Re: Bug #882: Cannot manually log in to database.

From
Tom Lane
Date:
Giles Lean <giles@nemeton.com.au> writes:
>>> utimes("/tmp/.s.PGSQL.5432", (const struct timeval *) 0);
>>
>> Hm, do you think that's portable?

> Hm ... yes, actually I do.  I use it on HP-UX, and testing indicates
> that it works on FreeBSD, Linux, NetBSD and Tru64 as well.

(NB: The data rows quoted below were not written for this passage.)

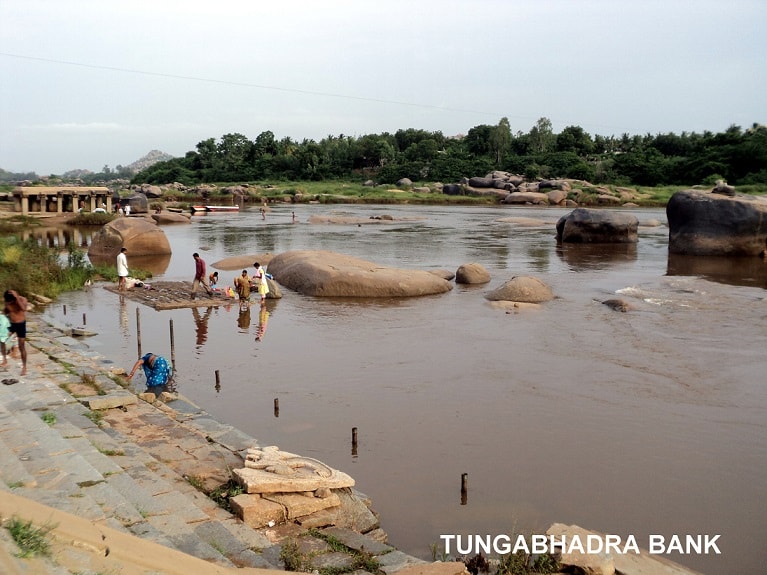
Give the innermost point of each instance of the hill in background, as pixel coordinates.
(127, 171)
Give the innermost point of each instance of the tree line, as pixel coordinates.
(738, 156)
(735, 155)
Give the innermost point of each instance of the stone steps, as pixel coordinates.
(77, 466)
(136, 467)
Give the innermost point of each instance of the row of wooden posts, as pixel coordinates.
(464, 476)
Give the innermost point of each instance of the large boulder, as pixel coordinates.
(138, 203)
(330, 274)
(523, 289)
(715, 224)
(535, 198)
(141, 236)
(472, 273)
(453, 189)
(171, 218)
(597, 226)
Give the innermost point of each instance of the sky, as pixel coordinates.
(91, 83)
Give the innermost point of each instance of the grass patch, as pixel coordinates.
(89, 379)
(223, 494)
(196, 482)
(109, 452)
(95, 416)
(32, 541)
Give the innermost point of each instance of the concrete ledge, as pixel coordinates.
(108, 550)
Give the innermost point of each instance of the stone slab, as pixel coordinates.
(437, 568)
(256, 511)
(357, 541)
(607, 564)
(299, 505)
(109, 401)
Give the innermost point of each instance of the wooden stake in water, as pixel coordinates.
(138, 330)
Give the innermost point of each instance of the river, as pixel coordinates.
(648, 422)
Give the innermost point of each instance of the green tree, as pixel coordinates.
(500, 140)
(542, 138)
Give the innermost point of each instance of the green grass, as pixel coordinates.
(95, 416)
(109, 452)
(32, 541)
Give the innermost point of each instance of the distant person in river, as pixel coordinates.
(156, 369)
(16, 310)
(259, 278)
(263, 320)
(242, 285)
(122, 269)
(199, 276)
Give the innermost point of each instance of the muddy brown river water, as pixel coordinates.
(651, 422)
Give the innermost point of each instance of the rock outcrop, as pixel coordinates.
(524, 289)
(597, 226)
(330, 274)
(139, 235)
(717, 224)
(472, 273)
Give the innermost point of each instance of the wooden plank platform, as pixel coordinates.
(171, 295)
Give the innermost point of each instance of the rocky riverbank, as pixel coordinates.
(134, 483)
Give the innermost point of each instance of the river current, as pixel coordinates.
(650, 422)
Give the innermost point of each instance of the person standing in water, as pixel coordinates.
(16, 310)
(122, 269)
(156, 369)
(260, 281)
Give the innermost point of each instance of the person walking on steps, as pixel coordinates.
(16, 310)
(122, 269)
(199, 276)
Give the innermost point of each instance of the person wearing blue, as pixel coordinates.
(156, 369)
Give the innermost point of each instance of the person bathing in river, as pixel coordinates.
(259, 278)
(156, 369)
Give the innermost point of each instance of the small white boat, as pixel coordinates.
(215, 208)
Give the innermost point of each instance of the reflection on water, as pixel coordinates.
(243, 318)
(658, 417)
(154, 264)
(740, 271)
(60, 237)
(581, 257)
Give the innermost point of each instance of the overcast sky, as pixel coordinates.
(89, 83)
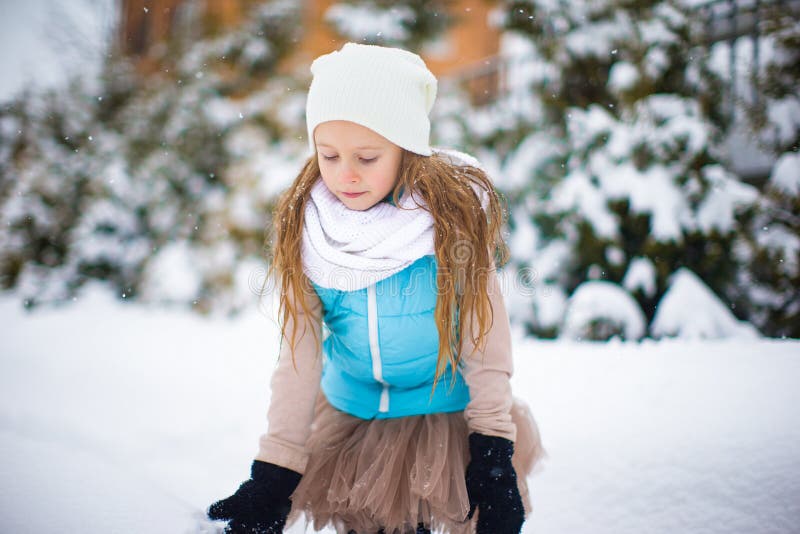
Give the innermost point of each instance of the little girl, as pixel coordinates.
(398, 416)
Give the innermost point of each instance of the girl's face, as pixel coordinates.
(358, 165)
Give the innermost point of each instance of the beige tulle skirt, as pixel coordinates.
(392, 474)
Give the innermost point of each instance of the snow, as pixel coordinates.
(129, 419)
(785, 176)
(622, 76)
(368, 23)
(690, 309)
(601, 301)
(725, 196)
(641, 275)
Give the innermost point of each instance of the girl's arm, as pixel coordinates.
(487, 373)
(294, 392)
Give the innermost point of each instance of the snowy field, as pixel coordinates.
(126, 419)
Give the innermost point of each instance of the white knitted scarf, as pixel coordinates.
(348, 250)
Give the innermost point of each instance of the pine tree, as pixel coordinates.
(98, 181)
(625, 92)
(772, 247)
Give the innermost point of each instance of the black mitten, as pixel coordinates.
(261, 504)
(492, 486)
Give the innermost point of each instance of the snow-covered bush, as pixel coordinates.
(407, 23)
(689, 309)
(98, 180)
(600, 310)
(769, 284)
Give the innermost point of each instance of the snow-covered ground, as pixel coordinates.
(127, 419)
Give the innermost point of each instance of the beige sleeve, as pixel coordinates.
(487, 373)
(294, 394)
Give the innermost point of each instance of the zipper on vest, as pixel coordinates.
(374, 347)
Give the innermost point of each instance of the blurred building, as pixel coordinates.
(147, 25)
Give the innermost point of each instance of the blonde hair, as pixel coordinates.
(467, 243)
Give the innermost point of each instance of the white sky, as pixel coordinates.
(42, 41)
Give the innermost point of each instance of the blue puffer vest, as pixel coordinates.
(382, 347)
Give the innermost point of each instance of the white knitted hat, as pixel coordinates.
(388, 90)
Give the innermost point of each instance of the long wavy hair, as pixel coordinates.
(468, 244)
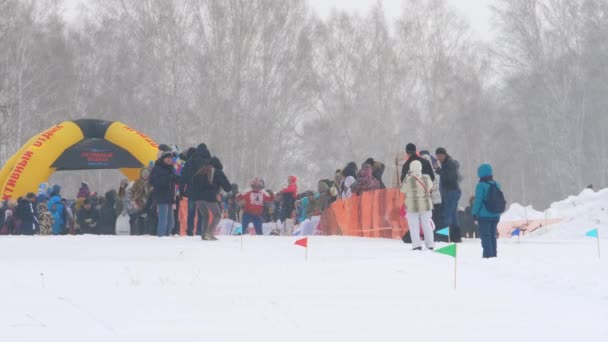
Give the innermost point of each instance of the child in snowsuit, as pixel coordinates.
(254, 201)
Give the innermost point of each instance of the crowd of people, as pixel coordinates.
(431, 184)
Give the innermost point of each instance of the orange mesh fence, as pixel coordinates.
(506, 228)
(374, 214)
(183, 218)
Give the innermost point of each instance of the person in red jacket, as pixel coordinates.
(289, 196)
(254, 205)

> Thinking about it, a Unix domain socket has an entry in the filesystem
> and thus an inode. utimes() operates on the inode so it makes sense to
> me that this should Just Work.

Sure, the question was more about whether the system call exists
everywhere.

> I've done some testing today, and the test passed on everything I
> tested it on:

I can add HPUX 10.20, Mac OS X 10.2.3, and a pretty ancient Linux
(kernel 2.0.36, not sure of the exact distro) to the list of stuff
your test program seems to pass on.

> If utimes() works on the other supported platforms that have Unix
> domain sockets perhaps we can put the /tmp cleaners to rest for good.

My feeling is we may as well put it in.  If it turns out we have
platforms without utimes(), we can put in a configure test and #ifdef
it.  If the call doesn't exist or doesn't update the mod time as
expected, we're no worse off than before --- and for platforms where
it does work, this is a big win.

Thanks for looking into it!  I'll work on applying the fix.

            regards, tom lane

Re: Bug #882: Cannot manually log in to database.

From
Tom Lane
Date:
Giles Lean <giles@nemeton.com.au> writes:
> Tom Lane <tgl@sss.pgh.pa.us> writes:
>>> utimes("/tmp/.s.PGSQL.5432", (const struct timeval *) 0);
>>
>> Hm, do you think that's portable?

> Hm ... yes, actually I do.  I use it on HP-UX, and testing indicates
> that it works on FreeBSD, Linux, NetBSD and Tru64 as well.

Some digging about on the net revealed that there is a very similar
function utime() that is POSIX-standard, whereas utimes() is not.

Accordingly, I bit the bullet and put in a configure test to see which
one(s) we have.  With any luck, this will hold up through 7.4's port
testing.

            regards, tom lane